BIOLOGICALLY INSPIRED
Damaging even a single binary digit is enough to shut your computer down. According to computer scientist Peter Bentley, if your car was as brittle as the conventional computer, then every chipped windscreen or wheel scrape would take your car off the road. He is part of a group developing biologically inspired technologies at UCL. They have developed a self-repairing computer, which can instantly recover from crashes by fixing corrupted data.
Bentley started from scratch. He says, ‘if we want a computer to behave like a natural organism, then what would the architecture of that computer look like? I spent several years trying to make the concept as simple as possible.’ He designed a simulation with its own calculus, graph notation, programming language and compiler. His PhD students worked on improvements and developed software and biological models that show it really can survive damage. He continues, ‘we can corrupt up to a third of a program and the computer can regenerate its code, repairing itself and making itself work again.’
SYSTEMIC ARCHITECTURE
A centralised architecture will fail as soon as one component fails. Our brains lose neurons every day but we're fine because the brain can reconfigure itself to make use of what is left. The systemic computer does the same thing. The systemic computer uses a pool of systems where its equivalent of instructions may be duplicated several times.
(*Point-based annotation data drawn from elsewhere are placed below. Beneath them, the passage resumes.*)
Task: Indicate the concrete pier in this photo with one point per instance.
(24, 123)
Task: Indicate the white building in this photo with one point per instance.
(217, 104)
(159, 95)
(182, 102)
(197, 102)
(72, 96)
With the traditional computer if you wanted to add numbers together it would have a program with a single add instruction. In a systemic computer it might have several ‘adds’ floating about, any of which might be used to perform that calculation. It's the combination of multiple copies of instructions and data and decentralisation, plus randomness that enables the systemic computer to be robust against damage and repair its own code.
NEW PROGRAMMING CONCEPT
Bentley’s team is working to improve the programming language further, and to create software that will allow the computer to learn and adapt to new data. He says they are constantly looking for better hardware on which to implement the computer and would love to collaborate with industry and develop a version of this new kind of computer for everyone.